Po sprawnym uformowaniu szyku, odśpiewaniu hymnu i krótkim pokazie pirotechnicznym Marsz Normalności przeszedł główną łódzką ulicą Piotrkowską, aż do Parku Staromiejskiego wznosząc wiele pro rodzinnych haseł, a także sprzeciwiających się homoseksualnej propagandzie. Obok miejsca zakończenie manifestacji normalności swój Marsz Równości rozpoczynali dewianci z posłem Robertem Biedroniem na czele. Kontra do promocji zboczeń środowisk LGBT (lesbigjki, geje, biseksualiści i transwestyci) została uformowana w pikietę stacjonarną i zakończyła się w momencie, kiedy pederaści zaczęli się oddalać od swojego miejsca zbiórki położonego zaledwie kilkadziesiąt metrów od uczestników Marszu Normalności.
Łodzianie postanowili jednak, że na tym nie poprzestaną i próbowali zablokować pochód degeneratów. W stronę uczestników równościowej manifestacji oraz wodza zniewieściałych chłopców i zmężniałych dziewcząt poleciały jajka i petardy hukowe. Wtedy poseł Robert Biedroń szybko podkulił swój ogonek, podbiegł do jednego z przejeżdżających radiowozów policji i „wskazał młodego mężczyznę, który go wcześniej obrażał”. Przez fakt, iż Biedroń jest posłem, będzie prowadzone postępowanie w sprawie znieważenia funkcjonariusza publicznego wobec zatrzymanego. Do czego to doszło, żeby za obrazę homoseksualisty, który chce się dobrać do polskich dzieci, być sądzonym przez polskie państwo…

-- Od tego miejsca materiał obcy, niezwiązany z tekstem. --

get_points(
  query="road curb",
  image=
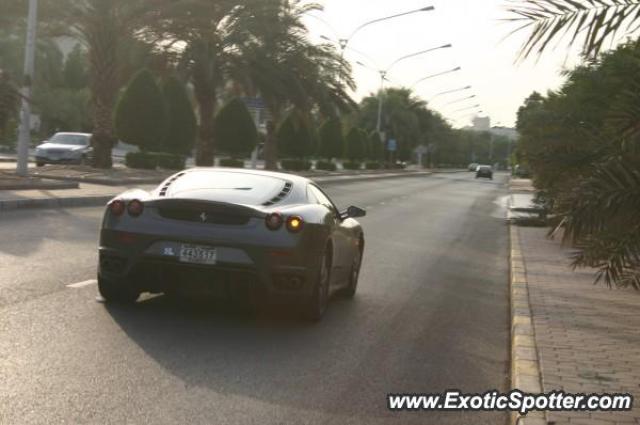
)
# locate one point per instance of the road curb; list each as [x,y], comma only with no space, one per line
[357,179]
[100,200]
[526,373]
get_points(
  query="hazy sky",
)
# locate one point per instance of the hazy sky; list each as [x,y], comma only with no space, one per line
[475,30]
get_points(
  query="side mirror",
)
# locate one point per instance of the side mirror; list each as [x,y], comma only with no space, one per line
[353,212]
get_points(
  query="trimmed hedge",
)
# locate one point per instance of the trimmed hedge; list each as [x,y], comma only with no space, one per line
[170,161]
[296,164]
[153,160]
[348,165]
[232,163]
[372,166]
[141,160]
[326,166]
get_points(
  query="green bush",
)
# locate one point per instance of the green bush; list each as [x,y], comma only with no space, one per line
[372,166]
[140,114]
[348,165]
[141,160]
[295,137]
[296,164]
[170,161]
[356,142]
[182,126]
[326,166]
[232,163]
[234,129]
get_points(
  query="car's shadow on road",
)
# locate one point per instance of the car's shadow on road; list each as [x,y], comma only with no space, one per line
[270,354]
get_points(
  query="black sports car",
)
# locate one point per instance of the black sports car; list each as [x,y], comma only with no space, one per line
[227,231]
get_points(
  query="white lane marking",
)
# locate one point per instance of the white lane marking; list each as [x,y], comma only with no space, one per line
[82,284]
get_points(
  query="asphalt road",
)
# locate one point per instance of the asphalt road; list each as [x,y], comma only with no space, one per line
[431,314]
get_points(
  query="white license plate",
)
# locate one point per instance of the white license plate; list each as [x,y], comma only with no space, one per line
[198,254]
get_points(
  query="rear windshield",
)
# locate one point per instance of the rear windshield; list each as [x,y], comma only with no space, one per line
[221,186]
[70,139]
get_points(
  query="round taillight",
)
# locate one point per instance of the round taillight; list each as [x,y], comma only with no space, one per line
[117,207]
[135,208]
[273,221]
[294,224]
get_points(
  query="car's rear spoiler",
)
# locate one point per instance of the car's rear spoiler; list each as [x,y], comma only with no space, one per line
[207,206]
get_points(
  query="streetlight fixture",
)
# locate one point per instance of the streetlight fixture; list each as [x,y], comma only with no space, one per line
[456,69]
[383,76]
[449,92]
[460,100]
[24,138]
[359,52]
[344,42]
[466,109]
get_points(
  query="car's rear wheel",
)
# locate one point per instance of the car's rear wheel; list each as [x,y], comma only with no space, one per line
[114,292]
[352,287]
[317,303]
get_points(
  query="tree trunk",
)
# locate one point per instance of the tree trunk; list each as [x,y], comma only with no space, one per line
[204,144]
[205,91]
[271,142]
[102,39]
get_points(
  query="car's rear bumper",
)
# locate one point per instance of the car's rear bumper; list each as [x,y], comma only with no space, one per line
[278,280]
[46,160]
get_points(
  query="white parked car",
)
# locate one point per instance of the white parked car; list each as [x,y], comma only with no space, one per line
[65,148]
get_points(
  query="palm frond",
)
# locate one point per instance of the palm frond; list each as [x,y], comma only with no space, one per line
[595,21]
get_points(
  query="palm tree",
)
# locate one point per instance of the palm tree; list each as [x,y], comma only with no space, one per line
[102,26]
[595,20]
[287,70]
[598,215]
[204,27]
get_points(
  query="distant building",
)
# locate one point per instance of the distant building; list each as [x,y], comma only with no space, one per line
[484,124]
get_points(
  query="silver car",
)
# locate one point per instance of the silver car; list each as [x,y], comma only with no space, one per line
[64,148]
[230,232]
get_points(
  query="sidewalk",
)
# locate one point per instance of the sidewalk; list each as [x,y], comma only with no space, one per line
[583,338]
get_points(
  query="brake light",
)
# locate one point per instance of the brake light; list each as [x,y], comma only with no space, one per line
[135,208]
[294,224]
[117,207]
[273,221]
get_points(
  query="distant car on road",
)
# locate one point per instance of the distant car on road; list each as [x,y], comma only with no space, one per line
[64,148]
[231,232]
[484,171]
[522,172]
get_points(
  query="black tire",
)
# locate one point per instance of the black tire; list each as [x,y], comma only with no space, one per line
[317,304]
[351,288]
[114,293]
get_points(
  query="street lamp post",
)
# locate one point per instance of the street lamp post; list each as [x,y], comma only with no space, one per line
[344,42]
[24,140]
[456,69]
[465,109]
[450,92]
[460,100]
[383,75]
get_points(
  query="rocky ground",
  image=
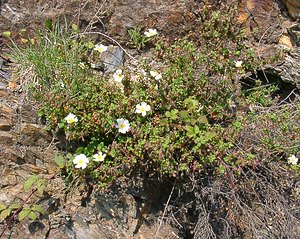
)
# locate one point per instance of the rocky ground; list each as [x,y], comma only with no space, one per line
[27,148]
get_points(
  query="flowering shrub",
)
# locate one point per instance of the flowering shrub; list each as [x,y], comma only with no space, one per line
[166,121]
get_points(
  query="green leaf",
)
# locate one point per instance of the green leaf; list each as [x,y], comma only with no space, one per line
[61,125]
[24,213]
[164,121]
[32,215]
[90,45]
[41,189]
[5,213]
[38,208]
[41,185]
[14,206]
[60,161]
[2,207]
[48,24]
[29,182]
[210,135]
[192,131]
[184,114]
[202,119]
[172,114]
[6,34]
[191,103]
[74,27]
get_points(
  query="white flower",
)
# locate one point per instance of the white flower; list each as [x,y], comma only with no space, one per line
[142,108]
[123,125]
[118,76]
[231,103]
[238,64]
[100,48]
[156,75]
[150,33]
[99,157]
[292,159]
[71,118]
[81,161]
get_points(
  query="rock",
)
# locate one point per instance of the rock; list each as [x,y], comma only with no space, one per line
[170,17]
[6,112]
[261,18]
[6,138]
[14,155]
[289,69]
[33,135]
[5,125]
[28,114]
[293,7]
[113,58]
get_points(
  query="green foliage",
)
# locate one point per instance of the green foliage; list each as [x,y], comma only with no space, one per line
[137,39]
[190,124]
[30,212]
[35,182]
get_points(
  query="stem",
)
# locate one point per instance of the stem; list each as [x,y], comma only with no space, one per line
[17,211]
[227,173]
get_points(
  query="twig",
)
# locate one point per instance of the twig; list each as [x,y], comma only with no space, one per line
[165,210]
[227,173]
[17,211]
[111,39]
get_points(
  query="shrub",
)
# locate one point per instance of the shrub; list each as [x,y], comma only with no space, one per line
[182,114]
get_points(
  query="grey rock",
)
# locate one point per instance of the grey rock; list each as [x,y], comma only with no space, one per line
[113,58]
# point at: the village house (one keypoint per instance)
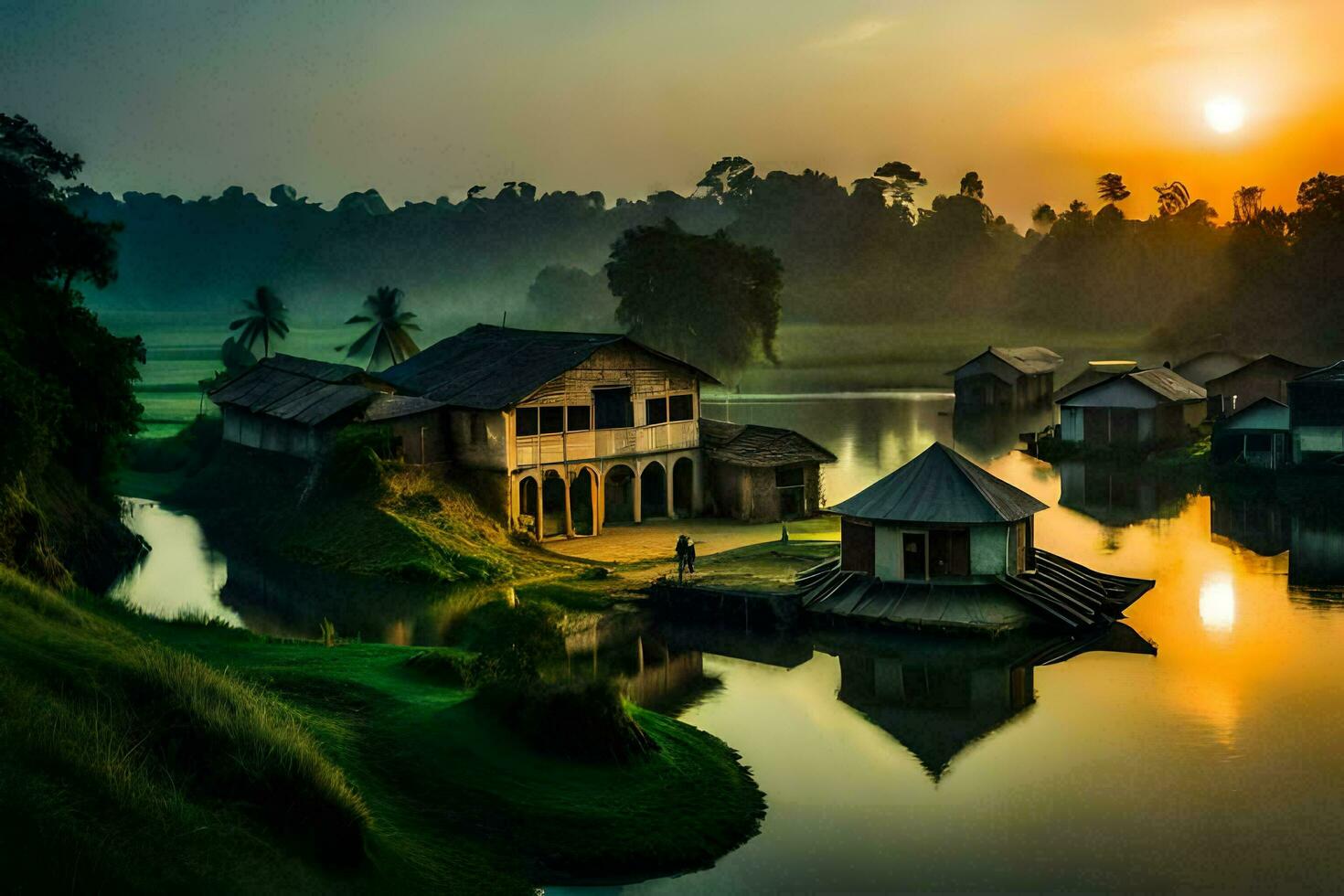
(1138, 409)
(1007, 378)
(1209, 366)
(578, 430)
(763, 473)
(1316, 415)
(941, 543)
(1266, 377)
(1257, 435)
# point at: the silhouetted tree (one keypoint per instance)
(706, 298)
(388, 334)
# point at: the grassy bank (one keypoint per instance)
(156, 755)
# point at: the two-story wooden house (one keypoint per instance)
(589, 429)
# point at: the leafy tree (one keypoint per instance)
(705, 298)
(266, 315)
(1110, 188)
(1171, 197)
(389, 331)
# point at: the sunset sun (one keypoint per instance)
(1224, 114)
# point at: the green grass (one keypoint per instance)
(186, 755)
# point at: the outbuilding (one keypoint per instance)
(1138, 409)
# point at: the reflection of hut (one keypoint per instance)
(1266, 377)
(1316, 415)
(1007, 378)
(938, 696)
(1135, 410)
(1257, 435)
(763, 473)
(943, 543)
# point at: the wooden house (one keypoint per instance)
(1316, 415)
(941, 543)
(763, 473)
(1266, 377)
(1209, 366)
(1012, 378)
(1257, 435)
(1138, 409)
(293, 404)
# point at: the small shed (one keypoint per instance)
(1257, 435)
(1138, 409)
(1012, 378)
(1316, 415)
(1266, 377)
(1209, 366)
(292, 404)
(763, 473)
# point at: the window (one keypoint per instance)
(581, 418)
(552, 420)
(612, 407)
(682, 407)
(527, 421)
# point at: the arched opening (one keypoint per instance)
(683, 486)
(654, 491)
(618, 504)
(552, 504)
(527, 498)
(581, 503)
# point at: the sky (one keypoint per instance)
(628, 97)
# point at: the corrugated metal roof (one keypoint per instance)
(940, 486)
(488, 367)
(752, 445)
(1027, 359)
(294, 389)
(1332, 374)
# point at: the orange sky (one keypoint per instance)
(632, 97)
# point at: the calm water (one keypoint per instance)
(901, 763)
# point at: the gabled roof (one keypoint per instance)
(1029, 359)
(1163, 382)
(940, 486)
(752, 445)
(1332, 374)
(489, 367)
(296, 389)
(1292, 367)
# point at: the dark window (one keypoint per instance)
(680, 407)
(526, 421)
(552, 420)
(612, 409)
(581, 418)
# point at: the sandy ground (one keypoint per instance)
(656, 539)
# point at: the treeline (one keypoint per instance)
(864, 251)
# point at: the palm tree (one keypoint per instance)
(1112, 188)
(1172, 197)
(265, 316)
(389, 332)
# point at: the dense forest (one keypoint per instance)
(1254, 277)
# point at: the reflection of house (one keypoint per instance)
(1007, 378)
(1255, 435)
(1210, 366)
(1138, 409)
(293, 404)
(1266, 377)
(943, 543)
(1316, 414)
(940, 695)
(761, 472)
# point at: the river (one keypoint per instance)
(903, 763)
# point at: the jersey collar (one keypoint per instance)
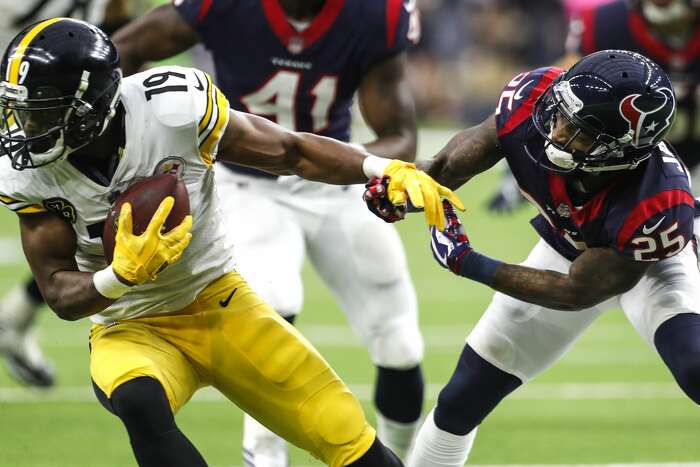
(677, 59)
(296, 42)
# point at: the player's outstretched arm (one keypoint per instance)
(388, 107)
(468, 153)
(596, 275)
(256, 142)
(49, 244)
(159, 34)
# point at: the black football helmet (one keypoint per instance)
(620, 103)
(60, 88)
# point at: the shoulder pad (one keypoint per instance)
(176, 96)
(659, 227)
(518, 97)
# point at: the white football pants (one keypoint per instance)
(274, 222)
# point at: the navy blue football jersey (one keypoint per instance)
(645, 214)
(304, 80)
(616, 26)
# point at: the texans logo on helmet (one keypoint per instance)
(648, 116)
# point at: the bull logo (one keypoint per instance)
(648, 117)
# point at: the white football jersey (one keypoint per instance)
(174, 120)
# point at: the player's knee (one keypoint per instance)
(337, 421)
(678, 342)
(398, 348)
(142, 406)
(474, 390)
(379, 256)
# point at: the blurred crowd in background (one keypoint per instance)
(470, 48)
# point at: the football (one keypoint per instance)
(145, 196)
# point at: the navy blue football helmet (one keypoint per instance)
(60, 88)
(616, 105)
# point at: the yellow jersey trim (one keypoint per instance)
(204, 122)
(208, 144)
(34, 208)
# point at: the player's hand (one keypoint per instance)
(139, 258)
(451, 244)
(375, 196)
(408, 184)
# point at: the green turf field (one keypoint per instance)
(610, 400)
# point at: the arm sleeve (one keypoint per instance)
(394, 26)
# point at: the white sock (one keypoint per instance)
(395, 435)
(17, 309)
(262, 447)
(438, 448)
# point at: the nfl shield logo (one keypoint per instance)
(563, 211)
(295, 45)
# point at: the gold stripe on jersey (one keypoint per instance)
(206, 147)
(204, 122)
(31, 209)
(7, 200)
(18, 55)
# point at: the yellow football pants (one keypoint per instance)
(230, 339)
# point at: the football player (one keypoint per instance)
(308, 61)
(667, 31)
(616, 225)
(170, 314)
(19, 307)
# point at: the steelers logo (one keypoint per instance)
(171, 164)
(62, 208)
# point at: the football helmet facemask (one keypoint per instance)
(606, 113)
(60, 89)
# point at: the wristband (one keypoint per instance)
(108, 285)
(477, 267)
(359, 147)
(374, 166)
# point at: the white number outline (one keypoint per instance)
(277, 97)
(666, 242)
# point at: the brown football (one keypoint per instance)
(145, 196)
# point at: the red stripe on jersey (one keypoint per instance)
(659, 50)
(525, 110)
(649, 207)
(588, 39)
(393, 15)
(284, 31)
(588, 212)
(204, 9)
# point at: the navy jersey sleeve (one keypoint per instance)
(201, 14)
(518, 97)
(393, 27)
(658, 227)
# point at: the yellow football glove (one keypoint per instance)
(407, 182)
(139, 258)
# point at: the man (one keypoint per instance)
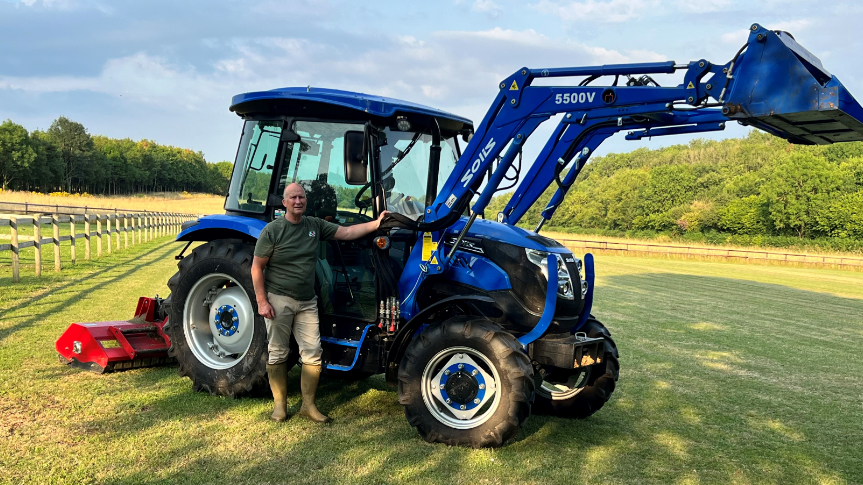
(287, 248)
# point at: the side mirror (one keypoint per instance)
(274, 200)
(356, 159)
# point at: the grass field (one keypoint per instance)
(729, 374)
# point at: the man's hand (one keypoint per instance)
(381, 218)
(266, 310)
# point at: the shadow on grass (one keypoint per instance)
(719, 384)
(73, 287)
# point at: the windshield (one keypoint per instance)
(404, 169)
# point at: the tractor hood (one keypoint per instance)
(503, 233)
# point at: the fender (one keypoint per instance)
(467, 303)
(220, 226)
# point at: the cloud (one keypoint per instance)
(703, 6)
(597, 10)
(487, 7)
(457, 71)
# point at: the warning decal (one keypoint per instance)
(429, 247)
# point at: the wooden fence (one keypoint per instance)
(143, 226)
(708, 252)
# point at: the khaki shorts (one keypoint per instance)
(302, 318)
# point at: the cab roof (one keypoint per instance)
(334, 103)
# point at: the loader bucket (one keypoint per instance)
(783, 89)
(108, 346)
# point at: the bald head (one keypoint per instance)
(293, 187)
(295, 202)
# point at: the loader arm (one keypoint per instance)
(772, 83)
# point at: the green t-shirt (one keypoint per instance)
(292, 249)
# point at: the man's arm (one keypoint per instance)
(264, 307)
(345, 233)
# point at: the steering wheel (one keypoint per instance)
(362, 204)
(345, 216)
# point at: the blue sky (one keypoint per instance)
(166, 70)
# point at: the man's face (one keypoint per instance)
(295, 200)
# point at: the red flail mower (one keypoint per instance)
(108, 346)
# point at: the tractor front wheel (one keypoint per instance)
(466, 382)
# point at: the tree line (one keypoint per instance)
(65, 157)
(754, 186)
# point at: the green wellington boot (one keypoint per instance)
(308, 385)
(278, 374)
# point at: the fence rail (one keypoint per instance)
(728, 254)
(143, 226)
(30, 208)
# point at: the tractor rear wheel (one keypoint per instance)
(578, 394)
(217, 335)
(466, 382)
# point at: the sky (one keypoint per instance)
(166, 70)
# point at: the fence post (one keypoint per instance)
(16, 276)
(55, 222)
(98, 235)
(108, 230)
(37, 243)
(117, 230)
(72, 237)
(87, 236)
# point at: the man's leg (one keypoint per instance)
(278, 345)
(308, 334)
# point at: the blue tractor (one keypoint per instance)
(478, 321)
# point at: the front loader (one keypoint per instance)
(477, 321)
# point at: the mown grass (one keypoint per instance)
(729, 374)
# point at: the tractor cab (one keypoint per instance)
(302, 134)
(356, 155)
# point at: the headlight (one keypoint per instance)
(564, 280)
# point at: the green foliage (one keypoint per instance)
(16, 154)
(758, 186)
(66, 157)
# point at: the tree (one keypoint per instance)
(16, 153)
(76, 149)
(799, 188)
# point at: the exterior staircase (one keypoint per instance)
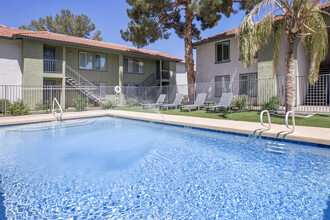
(318, 95)
(86, 87)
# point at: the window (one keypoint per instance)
(90, 61)
(100, 62)
(133, 65)
(86, 60)
(248, 84)
(222, 51)
(221, 85)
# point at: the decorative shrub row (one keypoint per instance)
(16, 108)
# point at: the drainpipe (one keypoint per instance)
(63, 77)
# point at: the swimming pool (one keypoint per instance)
(119, 168)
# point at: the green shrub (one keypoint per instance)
(44, 105)
(80, 103)
(4, 105)
(273, 104)
(108, 105)
(240, 101)
(132, 102)
(19, 108)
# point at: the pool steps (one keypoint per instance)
(269, 127)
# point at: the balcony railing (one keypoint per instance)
(52, 66)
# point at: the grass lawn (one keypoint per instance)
(252, 116)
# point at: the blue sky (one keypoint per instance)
(109, 16)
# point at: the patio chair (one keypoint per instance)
(176, 103)
(198, 104)
(225, 102)
(160, 100)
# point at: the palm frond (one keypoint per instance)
(253, 36)
(316, 43)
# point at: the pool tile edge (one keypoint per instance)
(211, 124)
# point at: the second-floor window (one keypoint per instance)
(222, 52)
(91, 61)
(133, 65)
(248, 84)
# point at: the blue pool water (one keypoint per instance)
(107, 167)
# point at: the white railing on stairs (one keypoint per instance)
(58, 116)
(269, 121)
(83, 84)
(293, 128)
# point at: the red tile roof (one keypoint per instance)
(234, 31)
(9, 32)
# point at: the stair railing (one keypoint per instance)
(293, 129)
(58, 116)
(85, 86)
(269, 122)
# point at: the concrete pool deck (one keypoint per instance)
(303, 133)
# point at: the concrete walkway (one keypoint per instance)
(306, 134)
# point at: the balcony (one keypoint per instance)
(53, 66)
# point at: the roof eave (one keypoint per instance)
(213, 40)
(18, 36)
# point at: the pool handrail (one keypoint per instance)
(293, 129)
(269, 121)
(57, 115)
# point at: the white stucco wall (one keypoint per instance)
(10, 69)
(208, 69)
(10, 62)
(181, 78)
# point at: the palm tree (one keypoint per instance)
(296, 19)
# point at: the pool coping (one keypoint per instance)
(314, 135)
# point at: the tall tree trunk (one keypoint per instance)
(290, 85)
(189, 54)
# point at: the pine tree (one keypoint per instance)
(65, 23)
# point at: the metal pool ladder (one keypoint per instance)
(58, 116)
(293, 129)
(269, 122)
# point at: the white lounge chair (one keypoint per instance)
(198, 104)
(225, 102)
(160, 100)
(176, 103)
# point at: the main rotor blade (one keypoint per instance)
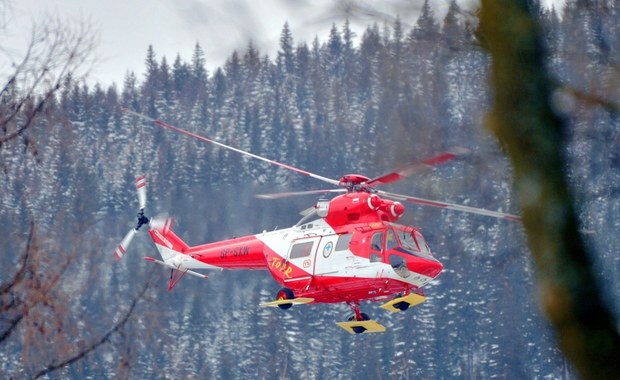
(208, 140)
(297, 193)
(451, 206)
(416, 166)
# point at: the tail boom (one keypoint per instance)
(239, 253)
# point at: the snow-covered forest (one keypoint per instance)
(343, 103)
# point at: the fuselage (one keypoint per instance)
(335, 258)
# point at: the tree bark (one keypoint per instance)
(524, 122)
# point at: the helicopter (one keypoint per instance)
(347, 249)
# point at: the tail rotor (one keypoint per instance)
(119, 252)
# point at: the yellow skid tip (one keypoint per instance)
(294, 301)
(358, 327)
(403, 303)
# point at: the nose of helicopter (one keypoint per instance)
(429, 268)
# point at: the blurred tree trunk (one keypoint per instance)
(532, 134)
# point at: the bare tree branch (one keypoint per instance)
(523, 120)
(96, 344)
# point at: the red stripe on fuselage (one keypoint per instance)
(238, 253)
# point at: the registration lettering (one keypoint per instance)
(280, 265)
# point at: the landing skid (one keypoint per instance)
(359, 327)
(403, 303)
(294, 301)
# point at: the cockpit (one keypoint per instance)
(401, 238)
(404, 248)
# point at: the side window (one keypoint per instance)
(343, 242)
(301, 250)
(391, 241)
(376, 243)
(376, 246)
(421, 242)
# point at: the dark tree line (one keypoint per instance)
(349, 103)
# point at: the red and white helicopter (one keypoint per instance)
(347, 249)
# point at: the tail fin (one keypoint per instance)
(167, 242)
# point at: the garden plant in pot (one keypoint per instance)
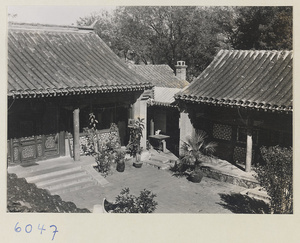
(134, 148)
(120, 159)
(194, 151)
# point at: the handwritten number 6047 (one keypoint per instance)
(28, 229)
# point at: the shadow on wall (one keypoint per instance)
(238, 203)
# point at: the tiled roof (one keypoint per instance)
(253, 79)
(46, 60)
(164, 96)
(159, 75)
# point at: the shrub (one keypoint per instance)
(127, 203)
(193, 153)
(276, 176)
(136, 133)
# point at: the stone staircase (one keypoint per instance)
(57, 177)
(160, 160)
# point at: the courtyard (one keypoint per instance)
(173, 194)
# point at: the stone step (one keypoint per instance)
(43, 182)
(157, 164)
(23, 170)
(257, 193)
(63, 183)
(74, 187)
(46, 174)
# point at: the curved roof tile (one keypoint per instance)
(59, 59)
(260, 79)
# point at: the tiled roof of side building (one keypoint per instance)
(160, 75)
(253, 79)
(46, 60)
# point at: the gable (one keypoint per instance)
(60, 60)
(252, 79)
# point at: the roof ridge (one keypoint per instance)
(48, 27)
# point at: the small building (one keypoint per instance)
(243, 100)
(162, 112)
(57, 75)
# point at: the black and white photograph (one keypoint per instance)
(150, 109)
(138, 109)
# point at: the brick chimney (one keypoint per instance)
(181, 70)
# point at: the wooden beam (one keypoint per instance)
(76, 145)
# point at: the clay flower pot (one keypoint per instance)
(196, 176)
(120, 166)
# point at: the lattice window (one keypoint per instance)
(221, 131)
(239, 154)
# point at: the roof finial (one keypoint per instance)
(90, 27)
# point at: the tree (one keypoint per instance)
(263, 28)
(166, 34)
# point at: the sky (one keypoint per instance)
(60, 15)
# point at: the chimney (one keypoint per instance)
(181, 70)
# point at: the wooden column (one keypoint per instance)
(249, 146)
(62, 149)
(76, 145)
(151, 127)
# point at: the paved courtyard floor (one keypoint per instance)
(174, 195)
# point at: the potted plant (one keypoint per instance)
(120, 159)
(194, 151)
(134, 148)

Podsumowując Marsz Normalności okazał się sukcesem, mieszkańcy Łodzi pokazali, że nie chcą promocji zboczeń we własnym mieście i skutecznie odparli atak homoseksualnej propagandy, oby tak dalej. Do zobaczenia za rok!
http://marsznormalnoscilodz.blogspot.com/
Marsz Normalności w eMisja.Tv:
http://www.youtube.com/watch?v=Nkbyy_4k0mw
A w TVN pokazując grupę ze zdjęcia nr 2, która akurat skakała, prezenter wypalił z groźną miną „widać radykalne nastawienie tej grupy, dlatego to właśnie na nich policja musi mieć szczególne baczenie”. Dobrze, że to nie był mój telewizor, bo leciałby przez okno…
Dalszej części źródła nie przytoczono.